Any hope of finding it on the next few tracks are in vain, with no defining features this is a lack lustre and less than original release. Milk  may have a kick-ass bass line and the vocals do take a more prominent position in the mix, but it lacks any originality, if Muse took both Uprising and Knights Of Cydonia and got them to have a love child, this would be the result.

Three tracks in and whilst White Bone Rattle have produced three different tracks, all with a definite “scuzzyness” to them, this is the only thing that has held true from a rather ambitious bio. Miss Mist is almost three minutes of monotonous boredom that needs to have some explosion of variety, but gives out nothing of the sort, whilst title track Creature of Curiosity seems to take the example of repetitive monotony one step further.

It’s not all doom and gloom, there’s certainly a resurgence of hope with The Green Hour which seems to anchor itself as a tribute to Brand New’s last work onDaisy. It’s without a doubt one of the better tracks but there’s a struggle to get there given the start of the album and when it’s finally heard, it’s with a certain feeling of relief mixed with bemusement, why has this wait had to be so long? There’s definite strength on the album and it would only be fair to mention and merit it, but it’s tarnished by a lack of originality and the hardship it takes to get there, it’s just not distinct enough to be remembered.
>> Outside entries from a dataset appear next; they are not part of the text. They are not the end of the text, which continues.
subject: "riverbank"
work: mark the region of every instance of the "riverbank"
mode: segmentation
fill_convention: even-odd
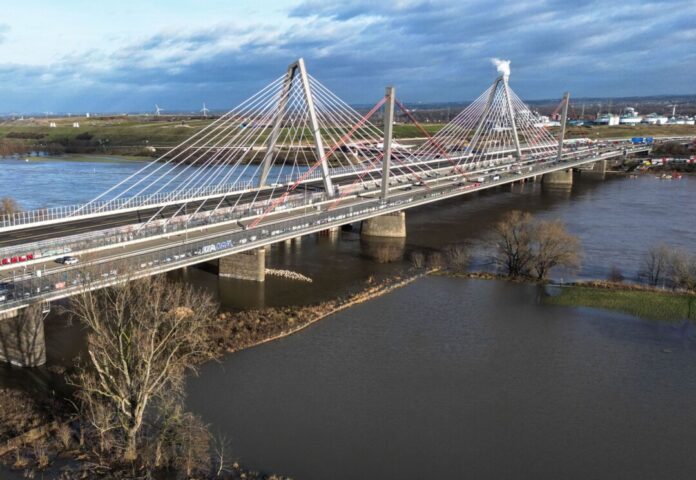
[[[437,275],[473,279],[503,280],[546,286],[550,293],[543,297],[547,305],[592,307],[614,310],[647,320],[696,321],[696,292],[674,292],[658,287],[604,280],[553,284],[525,277],[508,277],[492,272],[453,272],[442,270]]]
[[[217,328],[211,332],[216,345],[211,352],[212,358],[287,337],[330,315],[409,285],[433,271],[396,275],[380,282],[370,279],[354,293],[315,305],[221,313]],[[210,358],[204,356],[200,361]],[[26,393],[4,389],[0,390],[0,402],[5,406],[0,409],[0,464],[23,471],[25,476],[43,472],[55,475],[51,478],[59,475],[65,479],[85,478],[84,475],[122,478],[119,475],[123,472],[98,467],[102,461],[94,458],[71,399],[52,401],[47,408],[45,402]],[[56,465],[65,463],[75,467],[59,472]],[[218,478],[272,480],[284,477],[249,471],[234,463],[229,472]]]
[[[585,282],[553,286],[556,295],[545,297],[549,305],[615,310],[659,321],[696,321],[696,294],[670,292],[639,285]]]
[[[221,313],[216,334],[220,354],[238,352],[295,334],[330,315],[386,295],[436,271],[396,275],[379,283],[368,280],[365,288],[355,293],[316,305]]]

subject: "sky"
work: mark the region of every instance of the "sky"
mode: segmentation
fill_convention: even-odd
[[[0,112],[228,110],[304,57],[345,101],[696,94],[696,0],[0,0]]]

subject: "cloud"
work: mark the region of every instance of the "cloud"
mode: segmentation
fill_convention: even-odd
[[[388,84],[409,101],[471,99],[496,76],[491,58],[514,62],[510,83],[526,98],[696,93],[695,14],[693,0],[308,0],[282,22],[164,29],[50,65],[0,64],[0,111],[229,108],[299,56],[354,103]]]
[[[10,26],[0,23],[0,43],[4,42],[7,38],[7,32],[10,31]]]

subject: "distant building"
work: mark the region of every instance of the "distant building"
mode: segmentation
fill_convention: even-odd
[[[56,128],[56,122],[49,123],[48,128]]]
[[[679,116],[670,118],[667,123],[669,125],[694,125],[696,120],[693,117]]]
[[[597,120],[595,120],[595,123],[597,125],[618,125],[621,119],[619,118],[618,115],[614,115],[613,113],[604,113],[602,115],[597,116]]]
[[[80,128],[80,122],[73,122],[73,128]]]
[[[619,118],[619,123],[622,125],[638,125],[643,121],[643,117],[638,115],[635,108],[626,107],[624,114]]]
[[[560,127],[561,122],[554,121],[549,119],[546,115],[539,115],[537,117],[537,121],[534,122],[534,126],[537,128],[543,128],[543,127]]]
[[[648,125],[664,125],[669,121],[669,118],[664,115],[658,115],[657,113],[651,113],[643,117],[643,123]]]

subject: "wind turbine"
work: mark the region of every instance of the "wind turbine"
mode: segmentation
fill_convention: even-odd
[[[203,118],[208,118],[208,112],[210,110],[205,106],[205,102],[203,102],[203,108],[201,108],[201,112],[203,112]]]
[[[162,112],[164,112],[164,108],[160,108],[160,106],[155,103],[155,116],[159,117]]]

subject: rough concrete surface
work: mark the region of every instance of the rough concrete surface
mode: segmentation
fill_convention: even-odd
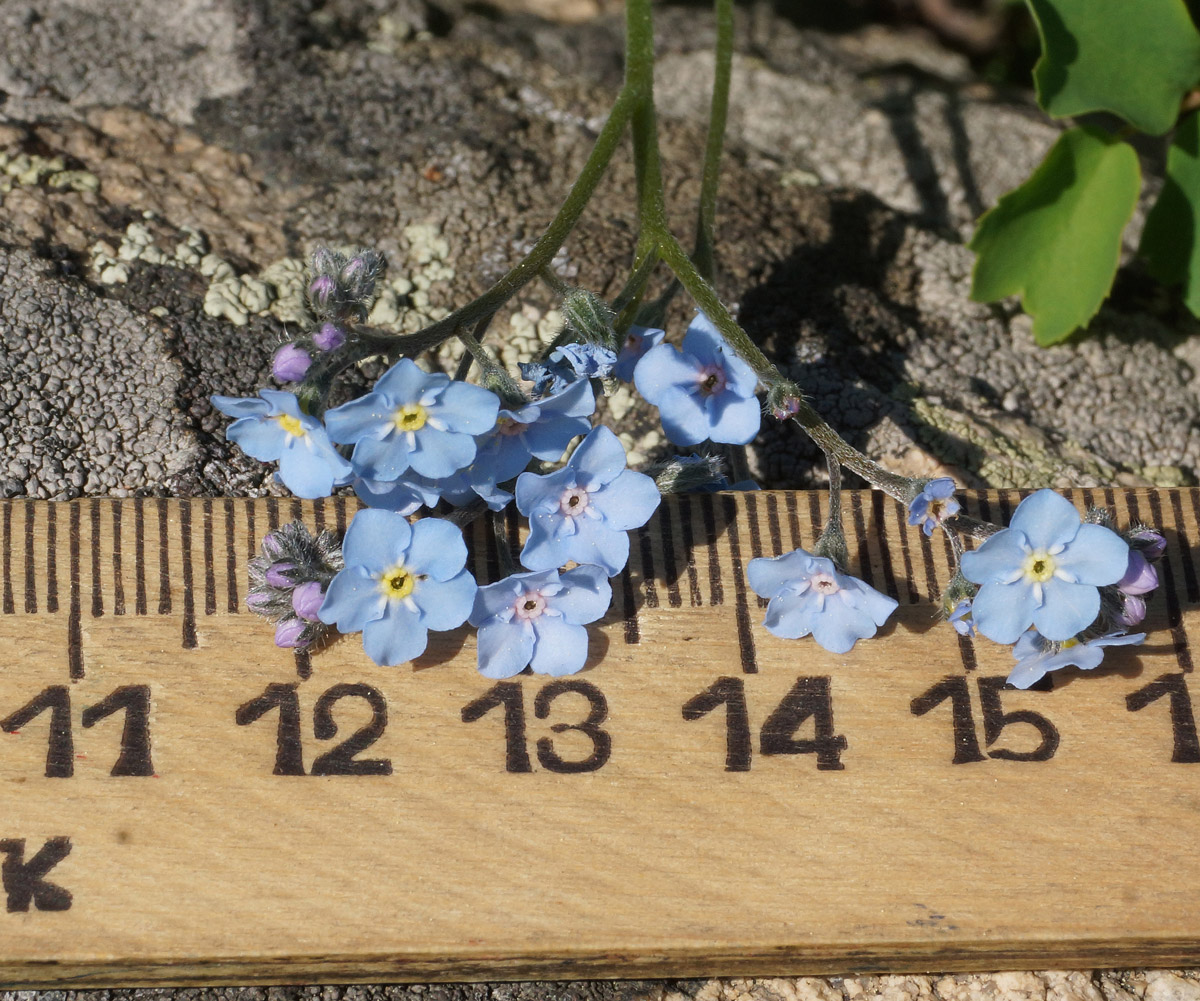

Whilst each track feels different when you make the effort to listen closely, that’s the problem, it’s too hard to pick out any distinction on the surface, essentially this is eleven tracks of filler music with nothing in-between, maybe with the exception of Milk and The Green Hour. If you can make it through the first half of the album, then the second is certainly an improvement, but the likely hood of that happening is pretty slim, so download a couple of songs but leave it at that and save those hard-earned pennies.